W targanej kryzysem Europie jest jedno państwo, które w ogóle nie ma problemów z deficytem w finansach publicznych, a ostatnio odnotowuje nawet nadwyżkę budżetową. Ten sam kraj, od dłuższego czasu, znajduje się wśród najszybciej rosnących gospodarek Europy ze wzrostem PKB sięgającym w tym roku 4 proc. (2011 r. – przyp. tłum.).
Tym państwem jest Szwecja. Przez wiele lat, zagraniczni politycy wskazywali ją jako kraj godny naśladowania czyniąc mnie – Szweda – dumnym z tego faktu. Niestety, dość często wyciągają oni błędne wnioski ze szwedzkiego sukcesu. Przykładowo, zawsze kiedy mam wykład gdzieś w Europie na temat reform gospodarczych, słyszę takie oto pytanie: „Ale Pan pochodzi ze Szwecji, która jest socjalistyczna i odnosi sukcesy – czemu więc powinniśmy wprowadzać reformy wolnorynkowe?”.

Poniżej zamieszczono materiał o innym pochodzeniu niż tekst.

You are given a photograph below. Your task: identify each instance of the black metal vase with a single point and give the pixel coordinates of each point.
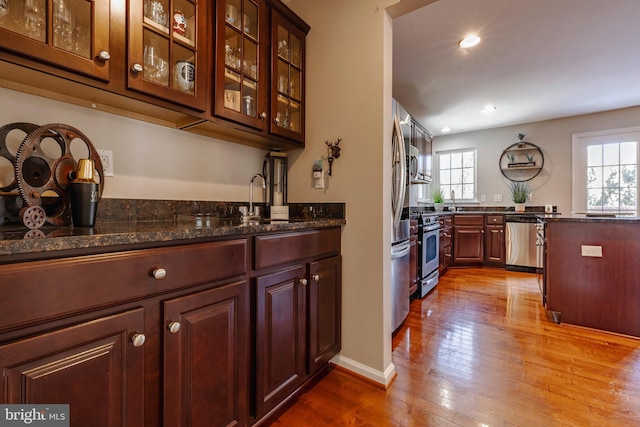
(84, 203)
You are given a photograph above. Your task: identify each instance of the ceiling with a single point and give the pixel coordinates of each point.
(538, 60)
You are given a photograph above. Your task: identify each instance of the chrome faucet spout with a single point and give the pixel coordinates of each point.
(264, 185)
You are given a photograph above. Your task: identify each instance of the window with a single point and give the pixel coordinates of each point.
(605, 166)
(457, 172)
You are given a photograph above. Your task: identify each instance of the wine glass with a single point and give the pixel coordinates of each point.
(31, 18)
(63, 25)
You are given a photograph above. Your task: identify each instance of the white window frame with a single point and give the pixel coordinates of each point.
(579, 144)
(437, 172)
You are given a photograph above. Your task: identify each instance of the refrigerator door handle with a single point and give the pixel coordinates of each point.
(399, 172)
(401, 250)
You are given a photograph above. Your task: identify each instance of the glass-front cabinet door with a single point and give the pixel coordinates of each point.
(70, 34)
(167, 50)
(240, 78)
(287, 97)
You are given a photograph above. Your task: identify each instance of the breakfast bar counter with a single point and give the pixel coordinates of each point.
(592, 272)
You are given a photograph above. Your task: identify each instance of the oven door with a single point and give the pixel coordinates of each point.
(429, 250)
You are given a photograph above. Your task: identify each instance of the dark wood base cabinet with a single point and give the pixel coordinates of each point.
(174, 336)
(298, 300)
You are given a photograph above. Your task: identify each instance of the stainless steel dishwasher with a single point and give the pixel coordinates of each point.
(521, 249)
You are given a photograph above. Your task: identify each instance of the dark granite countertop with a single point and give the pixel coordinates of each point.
(148, 223)
(15, 240)
(574, 217)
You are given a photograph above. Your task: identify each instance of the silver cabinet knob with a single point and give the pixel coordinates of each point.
(138, 340)
(174, 327)
(159, 273)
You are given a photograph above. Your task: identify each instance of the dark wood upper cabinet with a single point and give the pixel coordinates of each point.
(259, 67)
(287, 78)
(167, 50)
(73, 35)
(241, 63)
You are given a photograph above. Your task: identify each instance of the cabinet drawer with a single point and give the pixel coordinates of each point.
(275, 249)
(468, 219)
(446, 221)
(38, 291)
(495, 219)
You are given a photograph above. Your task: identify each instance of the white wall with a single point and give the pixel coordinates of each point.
(553, 184)
(150, 161)
(349, 96)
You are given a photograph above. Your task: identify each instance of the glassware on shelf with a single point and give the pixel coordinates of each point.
(231, 14)
(30, 18)
(155, 66)
(179, 22)
(154, 10)
(185, 74)
(4, 8)
(63, 26)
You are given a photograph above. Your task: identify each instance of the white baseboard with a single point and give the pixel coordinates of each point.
(382, 378)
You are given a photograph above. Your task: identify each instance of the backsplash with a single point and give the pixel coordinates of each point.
(141, 210)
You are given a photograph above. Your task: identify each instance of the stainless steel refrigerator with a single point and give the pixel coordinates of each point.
(400, 242)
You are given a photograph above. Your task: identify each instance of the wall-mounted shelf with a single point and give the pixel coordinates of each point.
(521, 161)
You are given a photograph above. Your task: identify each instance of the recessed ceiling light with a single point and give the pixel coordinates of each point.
(469, 41)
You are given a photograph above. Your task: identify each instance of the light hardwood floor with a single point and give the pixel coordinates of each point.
(480, 351)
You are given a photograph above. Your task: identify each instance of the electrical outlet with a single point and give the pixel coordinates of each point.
(106, 157)
(591, 251)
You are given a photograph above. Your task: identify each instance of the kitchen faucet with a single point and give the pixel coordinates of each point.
(251, 209)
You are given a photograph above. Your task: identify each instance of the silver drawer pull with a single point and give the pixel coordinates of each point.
(159, 273)
(174, 327)
(138, 340)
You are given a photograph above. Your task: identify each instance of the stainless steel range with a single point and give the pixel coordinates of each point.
(428, 253)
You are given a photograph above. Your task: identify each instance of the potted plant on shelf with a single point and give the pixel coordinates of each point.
(519, 194)
(438, 199)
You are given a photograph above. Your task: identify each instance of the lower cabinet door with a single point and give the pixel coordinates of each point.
(325, 296)
(97, 368)
(280, 336)
(206, 359)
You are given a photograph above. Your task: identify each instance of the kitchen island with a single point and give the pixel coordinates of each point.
(592, 271)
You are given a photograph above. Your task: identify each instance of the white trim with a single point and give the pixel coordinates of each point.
(578, 160)
(383, 378)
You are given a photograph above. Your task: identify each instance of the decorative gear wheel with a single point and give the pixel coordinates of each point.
(5, 151)
(45, 164)
(33, 217)
(10, 200)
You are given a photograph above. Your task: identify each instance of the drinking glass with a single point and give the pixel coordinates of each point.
(30, 18)
(63, 26)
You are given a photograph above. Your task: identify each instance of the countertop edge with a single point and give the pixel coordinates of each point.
(61, 240)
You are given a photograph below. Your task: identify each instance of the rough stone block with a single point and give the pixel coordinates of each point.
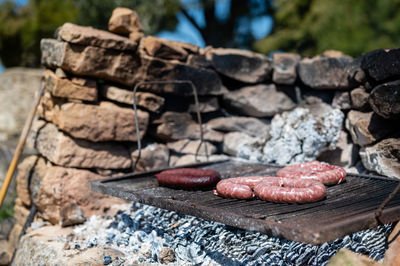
(382, 63)
(166, 49)
(206, 105)
(63, 187)
(177, 126)
(124, 21)
(63, 150)
(187, 146)
(327, 72)
(88, 36)
(284, 68)
(103, 122)
(359, 98)
(65, 88)
(385, 100)
(206, 81)
(249, 125)
(154, 156)
(367, 128)
(241, 65)
(383, 157)
(30, 174)
(90, 61)
(147, 100)
(259, 100)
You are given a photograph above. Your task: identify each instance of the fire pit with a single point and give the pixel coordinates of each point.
(348, 207)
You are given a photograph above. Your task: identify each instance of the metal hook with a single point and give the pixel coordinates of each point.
(164, 82)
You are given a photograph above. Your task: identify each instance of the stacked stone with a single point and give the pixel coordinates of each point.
(282, 109)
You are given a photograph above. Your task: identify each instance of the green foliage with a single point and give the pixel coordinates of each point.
(313, 26)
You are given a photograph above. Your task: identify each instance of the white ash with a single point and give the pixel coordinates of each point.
(143, 231)
(300, 135)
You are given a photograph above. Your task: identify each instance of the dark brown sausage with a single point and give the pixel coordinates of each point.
(188, 178)
(290, 190)
(238, 187)
(323, 172)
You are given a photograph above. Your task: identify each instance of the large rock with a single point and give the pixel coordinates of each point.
(192, 159)
(103, 122)
(63, 150)
(124, 21)
(382, 63)
(241, 145)
(341, 100)
(29, 178)
(385, 100)
(187, 146)
(146, 100)
(241, 65)
(206, 81)
(284, 65)
(259, 100)
(359, 98)
(177, 126)
(302, 134)
(153, 156)
(62, 187)
(65, 88)
(206, 105)
(249, 125)
(383, 157)
(109, 64)
(88, 36)
(367, 128)
(345, 154)
(166, 49)
(327, 72)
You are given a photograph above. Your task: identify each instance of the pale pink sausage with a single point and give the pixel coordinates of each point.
(289, 190)
(238, 187)
(323, 172)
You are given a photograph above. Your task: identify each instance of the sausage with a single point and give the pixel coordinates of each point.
(188, 178)
(323, 172)
(290, 190)
(238, 187)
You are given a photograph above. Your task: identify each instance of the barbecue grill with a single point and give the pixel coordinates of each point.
(348, 207)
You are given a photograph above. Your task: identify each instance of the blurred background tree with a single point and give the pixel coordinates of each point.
(310, 27)
(307, 27)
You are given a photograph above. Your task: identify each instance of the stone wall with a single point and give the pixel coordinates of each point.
(281, 109)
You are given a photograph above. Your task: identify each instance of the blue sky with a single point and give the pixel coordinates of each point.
(186, 32)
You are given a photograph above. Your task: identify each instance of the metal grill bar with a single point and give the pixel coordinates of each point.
(348, 207)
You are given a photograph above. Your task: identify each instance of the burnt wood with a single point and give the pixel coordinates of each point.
(348, 207)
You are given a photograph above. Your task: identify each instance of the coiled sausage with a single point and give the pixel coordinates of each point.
(323, 172)
(279, 189)
(238, 187)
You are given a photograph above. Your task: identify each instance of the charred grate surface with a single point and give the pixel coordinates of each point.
(348, 207)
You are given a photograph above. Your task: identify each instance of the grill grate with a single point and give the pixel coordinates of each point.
(347, 208)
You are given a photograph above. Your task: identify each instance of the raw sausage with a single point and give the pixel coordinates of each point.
(238, 187)
(323, 172)
(188, 178)
(290, 190)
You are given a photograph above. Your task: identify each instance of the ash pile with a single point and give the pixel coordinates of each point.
(281, 109)
(143, 234)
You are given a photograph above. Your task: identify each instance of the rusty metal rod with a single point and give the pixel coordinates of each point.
(20, 147)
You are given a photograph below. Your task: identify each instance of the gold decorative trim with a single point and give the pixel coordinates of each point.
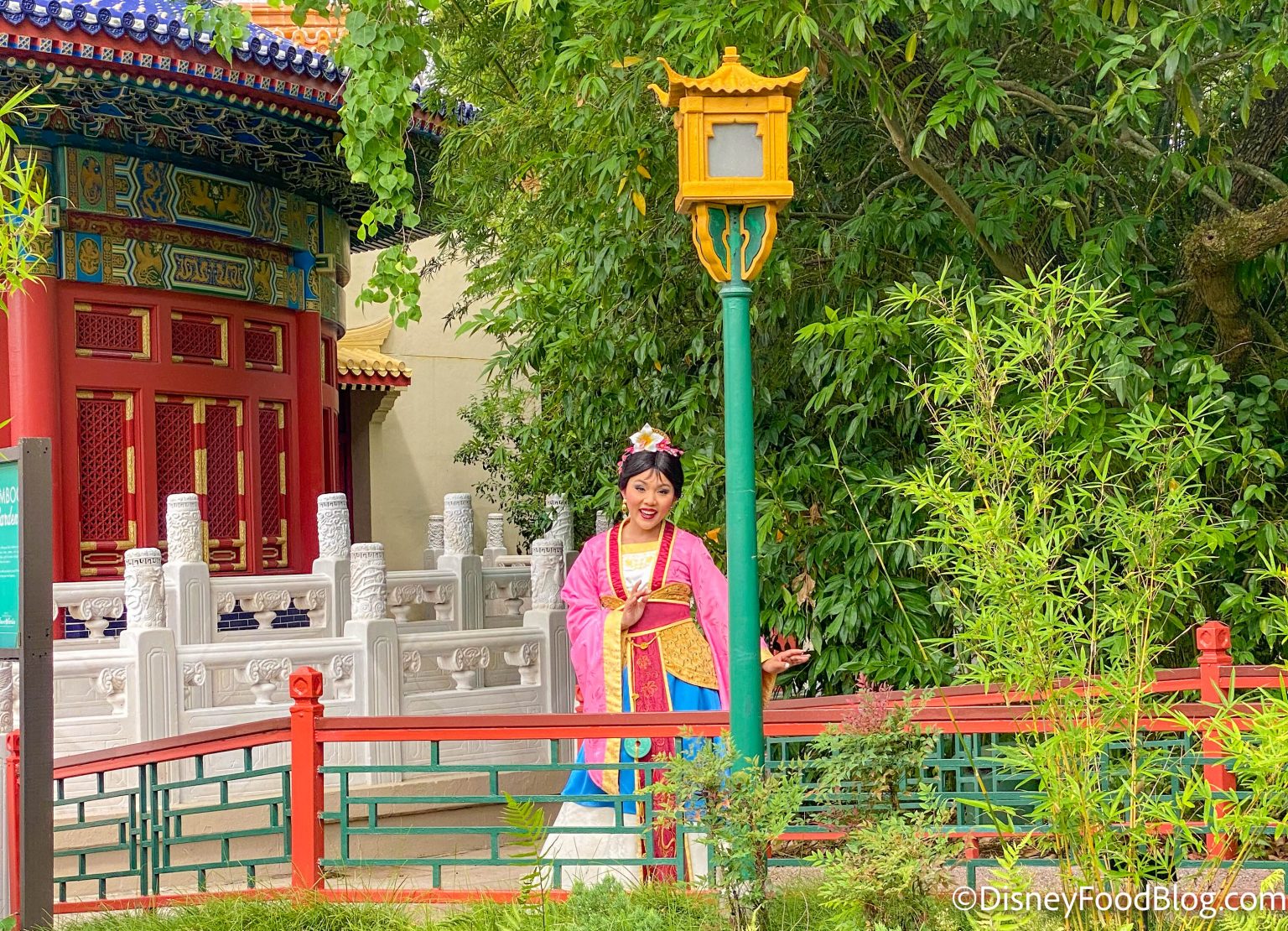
(613, 693)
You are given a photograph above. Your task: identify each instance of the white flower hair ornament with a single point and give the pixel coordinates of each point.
(648, 439)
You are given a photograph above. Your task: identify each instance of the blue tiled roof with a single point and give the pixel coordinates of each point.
(161, 22)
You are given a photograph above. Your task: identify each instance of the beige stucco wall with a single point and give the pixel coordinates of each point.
(413, 451)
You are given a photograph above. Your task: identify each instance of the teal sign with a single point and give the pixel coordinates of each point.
(11, 567)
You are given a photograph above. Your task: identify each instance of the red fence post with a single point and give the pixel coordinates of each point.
(1213, 645)
(12, 806)
(307, 839)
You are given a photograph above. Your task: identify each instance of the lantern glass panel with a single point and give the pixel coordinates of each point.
(735, 151)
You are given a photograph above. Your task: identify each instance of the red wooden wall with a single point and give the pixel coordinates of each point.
(164, 393)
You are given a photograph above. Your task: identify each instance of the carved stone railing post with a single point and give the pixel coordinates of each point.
(433, 541)
(144, 590)
(333, 558)
(190, 603)
(548, 573)
(8, 693)
(495, 540)
(375, 678)
(367, 581)
(560, 522)
(458, 524)
(148, 685)
(548, 615)
(460, 559)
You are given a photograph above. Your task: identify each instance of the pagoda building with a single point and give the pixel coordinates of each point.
(183, 332)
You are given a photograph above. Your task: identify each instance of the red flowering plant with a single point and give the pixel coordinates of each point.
(865, 762)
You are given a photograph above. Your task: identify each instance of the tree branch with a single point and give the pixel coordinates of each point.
(918, 166)
(1259, 174)
(1130, 141)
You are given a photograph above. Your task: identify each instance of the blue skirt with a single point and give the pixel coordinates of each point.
(684, 697)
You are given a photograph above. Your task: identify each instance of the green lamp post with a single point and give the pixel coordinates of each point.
(733, 180)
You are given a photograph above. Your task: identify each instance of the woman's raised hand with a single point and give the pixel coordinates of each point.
(781, 662)
(634, 608)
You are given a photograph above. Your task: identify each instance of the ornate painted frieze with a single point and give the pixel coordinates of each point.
(158, 192)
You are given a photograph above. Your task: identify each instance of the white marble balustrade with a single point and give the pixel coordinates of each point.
(459, 639)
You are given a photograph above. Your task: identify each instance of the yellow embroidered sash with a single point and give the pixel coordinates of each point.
(685, 653)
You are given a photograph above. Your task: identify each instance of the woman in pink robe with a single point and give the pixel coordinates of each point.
(648, 622)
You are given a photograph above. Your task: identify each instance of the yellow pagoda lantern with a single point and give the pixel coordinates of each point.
(733, 180)
(733, 160)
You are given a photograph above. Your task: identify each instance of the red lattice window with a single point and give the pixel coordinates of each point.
(264, 346)
(272, 483)
(226, 515)
(175, 454)
(200, 339)
(105, 445)
(113, 332)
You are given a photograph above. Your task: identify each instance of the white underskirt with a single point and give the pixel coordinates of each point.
(610, 846)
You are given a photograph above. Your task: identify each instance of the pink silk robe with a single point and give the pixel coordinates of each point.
(588, 581)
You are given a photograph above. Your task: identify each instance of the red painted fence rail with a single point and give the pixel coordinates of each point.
(956, 710)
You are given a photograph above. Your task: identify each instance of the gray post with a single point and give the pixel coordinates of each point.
(189, 598)
(333, 558)
(433, 541)
(463, 562)
(28, 581)
(495, 540)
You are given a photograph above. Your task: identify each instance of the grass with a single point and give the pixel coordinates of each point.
(605, 908)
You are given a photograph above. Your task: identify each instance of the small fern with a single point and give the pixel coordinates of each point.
(1011, 878)
(527, 824)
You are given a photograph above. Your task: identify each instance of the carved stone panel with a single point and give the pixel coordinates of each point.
(184, 543)
(333, 526)
(144, 589)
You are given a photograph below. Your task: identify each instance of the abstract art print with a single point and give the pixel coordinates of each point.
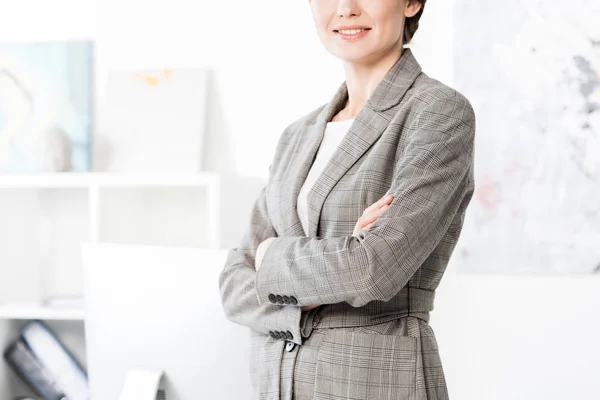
(532, 71)
(46, 106)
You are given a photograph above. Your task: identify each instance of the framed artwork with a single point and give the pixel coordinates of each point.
(153, 120)
(532, 71)
(46, 93)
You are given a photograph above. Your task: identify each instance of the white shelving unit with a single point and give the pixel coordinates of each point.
(44, 218)
(36, 310)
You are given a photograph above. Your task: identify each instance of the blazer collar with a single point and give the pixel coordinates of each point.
(368, 125)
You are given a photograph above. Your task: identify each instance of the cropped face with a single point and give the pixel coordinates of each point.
(362, 30)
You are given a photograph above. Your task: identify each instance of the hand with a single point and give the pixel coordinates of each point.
(260, 252)
(371, 214)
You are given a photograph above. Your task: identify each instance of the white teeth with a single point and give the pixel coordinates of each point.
(351, 31)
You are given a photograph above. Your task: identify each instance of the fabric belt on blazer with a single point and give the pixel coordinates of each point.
(408, 302)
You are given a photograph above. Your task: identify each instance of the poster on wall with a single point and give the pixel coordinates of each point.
(532, 73)
(153, 120)
(46, 93)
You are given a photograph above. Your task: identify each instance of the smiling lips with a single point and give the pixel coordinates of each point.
(351, 32)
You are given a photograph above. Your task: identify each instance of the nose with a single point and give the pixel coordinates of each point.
(347, 8)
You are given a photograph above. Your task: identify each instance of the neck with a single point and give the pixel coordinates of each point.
(363, 78)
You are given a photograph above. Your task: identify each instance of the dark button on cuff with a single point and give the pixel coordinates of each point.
(289, 346)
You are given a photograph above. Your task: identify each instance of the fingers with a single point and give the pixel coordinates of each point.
(379, 203)
(367, 220)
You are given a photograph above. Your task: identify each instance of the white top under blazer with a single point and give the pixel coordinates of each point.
(333, 135)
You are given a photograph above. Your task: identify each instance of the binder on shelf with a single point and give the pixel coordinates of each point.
(20, 358)
(60, 364)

Tak naprawdę Szwecja nie jest socjalistyczna.
Według wielu badań, m.in. tych przeprowadzonych w ramach The World Values Survey („Globalne badania wartości”), Szwecja łączy jeden z najwyższych poziomów indywidualizmu na świecie, głębokie zaufanie dobrze funkcjonującym instytucjom i wysoką spójność społeczeństwa. W gronie 160 państw, w których mierzono wskaźnik wolności gospodarczej, Szwecja zajmuje 21 miejsce i jest jednym z nielicznych krajów, którym udało się poprawić ten wynik w czasie ostatniego kryzysu finansowego (dane z 2011 r. – przyp. tłum.). Ponadto, Szwecja znajduje się w rankingu wolności gospodarczej wyżej niż Niemcy czy Belgia, a także państwa przechodzące przez reformy, takie jak Cypr i Gruzja.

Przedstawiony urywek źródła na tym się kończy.